But those final few seconds unveiled the difference between a team hoping to return to the NBA Finals for a fourth consecutive year and one trying to avert finishing with the league’s worst record for a second straight season.

D’Angelo Russell capped an otherwise stellar performance with an ill-advised, flailing three-point brick with 20 seconds to play as Brooklyn’s bid for a second win over the Cavaliers this season went down the drain with a 129-123 loss to LeBron James and company in front of 20,562 fans at Quicken Loans Arena.

“Against an elite team like that, your margin of error is so small — and one mistake could cost you the game,” Nets coach Kenny Atkinson lamented after his team failed to put together back-to-back wins for the first time since Jan. 19-21.

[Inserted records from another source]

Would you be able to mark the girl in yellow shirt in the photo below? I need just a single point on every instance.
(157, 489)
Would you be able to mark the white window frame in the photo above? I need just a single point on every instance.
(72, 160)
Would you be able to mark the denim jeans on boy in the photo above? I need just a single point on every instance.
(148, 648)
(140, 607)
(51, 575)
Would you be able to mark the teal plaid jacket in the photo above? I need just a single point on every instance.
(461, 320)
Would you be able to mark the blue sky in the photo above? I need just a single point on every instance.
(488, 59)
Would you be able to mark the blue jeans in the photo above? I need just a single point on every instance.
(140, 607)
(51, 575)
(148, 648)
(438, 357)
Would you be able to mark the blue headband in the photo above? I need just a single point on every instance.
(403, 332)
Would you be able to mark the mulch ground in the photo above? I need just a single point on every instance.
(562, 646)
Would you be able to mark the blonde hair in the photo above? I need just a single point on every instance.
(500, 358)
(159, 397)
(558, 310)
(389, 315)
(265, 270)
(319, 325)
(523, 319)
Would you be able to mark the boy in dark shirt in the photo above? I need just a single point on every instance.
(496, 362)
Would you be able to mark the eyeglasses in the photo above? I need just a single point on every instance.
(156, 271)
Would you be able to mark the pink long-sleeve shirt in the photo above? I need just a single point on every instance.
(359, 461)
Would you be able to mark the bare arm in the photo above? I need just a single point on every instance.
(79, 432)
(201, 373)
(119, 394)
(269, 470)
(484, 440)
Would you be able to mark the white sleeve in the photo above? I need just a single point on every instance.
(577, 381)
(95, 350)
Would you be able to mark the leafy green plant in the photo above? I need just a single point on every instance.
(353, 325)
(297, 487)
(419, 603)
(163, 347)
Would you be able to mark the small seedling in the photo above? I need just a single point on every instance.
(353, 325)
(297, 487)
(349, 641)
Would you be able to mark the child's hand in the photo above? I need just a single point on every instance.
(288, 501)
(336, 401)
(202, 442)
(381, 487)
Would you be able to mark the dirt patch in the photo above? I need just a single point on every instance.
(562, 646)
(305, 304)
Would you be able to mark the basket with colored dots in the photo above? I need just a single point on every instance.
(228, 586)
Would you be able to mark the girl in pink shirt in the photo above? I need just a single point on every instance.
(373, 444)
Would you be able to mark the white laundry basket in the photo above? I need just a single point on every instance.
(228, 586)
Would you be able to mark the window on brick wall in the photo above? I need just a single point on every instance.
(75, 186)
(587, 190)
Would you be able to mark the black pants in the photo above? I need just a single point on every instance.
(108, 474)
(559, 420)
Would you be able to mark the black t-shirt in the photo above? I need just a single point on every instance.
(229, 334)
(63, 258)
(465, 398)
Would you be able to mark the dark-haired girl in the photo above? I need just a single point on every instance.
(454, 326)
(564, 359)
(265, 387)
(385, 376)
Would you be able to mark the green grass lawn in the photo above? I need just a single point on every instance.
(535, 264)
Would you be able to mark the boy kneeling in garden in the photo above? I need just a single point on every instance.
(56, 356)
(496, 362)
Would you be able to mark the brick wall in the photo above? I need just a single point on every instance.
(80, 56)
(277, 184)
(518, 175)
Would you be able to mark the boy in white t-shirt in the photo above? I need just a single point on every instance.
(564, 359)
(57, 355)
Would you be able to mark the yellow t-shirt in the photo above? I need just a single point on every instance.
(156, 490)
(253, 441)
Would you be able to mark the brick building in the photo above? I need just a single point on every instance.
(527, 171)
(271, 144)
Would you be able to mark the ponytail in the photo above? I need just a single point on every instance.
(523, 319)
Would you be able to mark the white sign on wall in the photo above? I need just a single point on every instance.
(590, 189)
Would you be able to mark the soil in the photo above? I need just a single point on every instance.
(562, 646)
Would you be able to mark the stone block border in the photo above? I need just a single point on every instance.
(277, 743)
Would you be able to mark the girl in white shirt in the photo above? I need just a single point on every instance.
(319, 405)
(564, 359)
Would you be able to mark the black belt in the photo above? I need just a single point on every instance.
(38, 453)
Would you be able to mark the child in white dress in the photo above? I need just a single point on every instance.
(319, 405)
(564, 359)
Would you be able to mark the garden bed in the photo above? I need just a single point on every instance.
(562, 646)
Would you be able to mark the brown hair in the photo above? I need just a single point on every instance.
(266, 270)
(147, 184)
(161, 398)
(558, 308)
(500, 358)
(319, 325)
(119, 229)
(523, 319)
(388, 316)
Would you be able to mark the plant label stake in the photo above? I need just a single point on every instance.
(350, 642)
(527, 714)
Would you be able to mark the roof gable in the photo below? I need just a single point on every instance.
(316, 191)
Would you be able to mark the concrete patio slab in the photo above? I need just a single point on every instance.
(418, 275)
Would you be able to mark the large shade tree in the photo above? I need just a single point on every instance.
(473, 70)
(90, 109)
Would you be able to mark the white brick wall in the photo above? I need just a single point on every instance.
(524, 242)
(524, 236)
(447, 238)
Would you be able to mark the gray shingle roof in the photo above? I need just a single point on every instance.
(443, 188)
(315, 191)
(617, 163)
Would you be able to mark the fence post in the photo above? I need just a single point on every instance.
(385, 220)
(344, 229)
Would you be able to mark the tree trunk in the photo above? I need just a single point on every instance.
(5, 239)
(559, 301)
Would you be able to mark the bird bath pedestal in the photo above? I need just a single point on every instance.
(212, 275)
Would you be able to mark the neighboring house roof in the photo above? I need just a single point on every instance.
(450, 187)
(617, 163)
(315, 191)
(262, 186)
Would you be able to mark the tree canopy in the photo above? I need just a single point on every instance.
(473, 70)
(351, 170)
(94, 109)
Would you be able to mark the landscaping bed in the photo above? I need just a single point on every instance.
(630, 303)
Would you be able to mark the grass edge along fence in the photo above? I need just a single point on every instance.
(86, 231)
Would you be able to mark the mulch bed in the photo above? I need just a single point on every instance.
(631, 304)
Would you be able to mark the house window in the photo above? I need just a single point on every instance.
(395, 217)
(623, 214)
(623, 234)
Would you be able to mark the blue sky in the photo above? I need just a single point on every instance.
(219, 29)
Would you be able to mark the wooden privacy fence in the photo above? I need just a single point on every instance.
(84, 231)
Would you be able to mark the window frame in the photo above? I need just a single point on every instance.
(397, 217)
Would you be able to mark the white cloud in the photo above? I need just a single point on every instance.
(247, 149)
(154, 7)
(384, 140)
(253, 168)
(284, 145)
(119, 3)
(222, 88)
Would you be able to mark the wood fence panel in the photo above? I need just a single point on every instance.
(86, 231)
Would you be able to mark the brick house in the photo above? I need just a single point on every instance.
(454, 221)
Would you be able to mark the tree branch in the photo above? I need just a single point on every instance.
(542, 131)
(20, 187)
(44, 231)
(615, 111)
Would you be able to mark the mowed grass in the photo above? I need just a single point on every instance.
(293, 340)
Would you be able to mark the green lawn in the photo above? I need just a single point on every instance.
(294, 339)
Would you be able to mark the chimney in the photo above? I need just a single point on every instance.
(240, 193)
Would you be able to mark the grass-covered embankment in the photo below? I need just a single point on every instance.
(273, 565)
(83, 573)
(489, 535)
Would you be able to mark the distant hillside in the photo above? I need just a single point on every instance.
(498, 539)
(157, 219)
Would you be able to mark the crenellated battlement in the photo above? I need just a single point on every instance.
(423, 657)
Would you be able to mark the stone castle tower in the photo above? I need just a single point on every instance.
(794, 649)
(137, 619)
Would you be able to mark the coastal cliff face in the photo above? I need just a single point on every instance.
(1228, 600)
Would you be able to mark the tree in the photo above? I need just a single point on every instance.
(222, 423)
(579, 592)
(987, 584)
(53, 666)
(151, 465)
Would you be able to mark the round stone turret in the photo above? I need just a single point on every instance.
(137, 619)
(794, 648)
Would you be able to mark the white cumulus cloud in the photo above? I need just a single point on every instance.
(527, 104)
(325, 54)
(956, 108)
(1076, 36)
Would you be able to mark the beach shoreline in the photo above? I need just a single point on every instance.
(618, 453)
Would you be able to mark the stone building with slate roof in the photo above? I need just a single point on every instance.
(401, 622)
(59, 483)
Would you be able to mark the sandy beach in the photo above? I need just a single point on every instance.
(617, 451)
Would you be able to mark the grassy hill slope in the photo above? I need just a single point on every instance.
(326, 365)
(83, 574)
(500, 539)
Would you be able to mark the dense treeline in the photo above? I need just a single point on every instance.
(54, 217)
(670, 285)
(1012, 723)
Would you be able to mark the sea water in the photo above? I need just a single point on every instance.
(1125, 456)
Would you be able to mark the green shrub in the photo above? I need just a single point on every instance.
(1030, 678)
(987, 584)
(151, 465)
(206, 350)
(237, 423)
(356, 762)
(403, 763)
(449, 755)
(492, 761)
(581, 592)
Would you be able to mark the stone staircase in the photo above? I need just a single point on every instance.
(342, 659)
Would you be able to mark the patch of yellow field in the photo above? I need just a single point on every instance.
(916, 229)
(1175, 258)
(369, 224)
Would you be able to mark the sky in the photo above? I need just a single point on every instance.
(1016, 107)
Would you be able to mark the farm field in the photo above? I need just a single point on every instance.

In a back-and-forth hotly contested game that featured nine lead changes and 25 ties, Russell’s prayer of a shot, which was more of a bid to draw a foul than an actual scoring attempt, proved to be Brooklyn’s death knell.

The 22-year-old guard, who finished with a team-high 25 points, six assists, five rebounds and two steals, was boxed into the corner with George Hill, one of the players Cleveland acquired during its trade-deadline makeover, in his face.

Determined to either get to the line or make what would have been a miraculous heave, Russell rose to release while Hill continued to crowd him.

The ugly miss drew no whistle from the official and James, who capped a historic February in which he averaged a triple-double by putting up 31 points, 12 rebounds and 11 assists, hit two free throws on the other end for a 125-121 Cleveland lead with 17 ticks remaining.

“D’Angelo got it in the corner and Hill gets up into him,” Atkinson said of his perspective on the sequence from the bench. “I’m not going to make a judgment there. I think D’Angelo tried to draw the foul, but it didn’t work out.”

“I’m not going to get into talking about the refs or anything like that,” added Russell, who was clearly peeved as he lay on the hardwood following the game’s decisive play. “I thought it was what it was, the [refs] thought otherwise.”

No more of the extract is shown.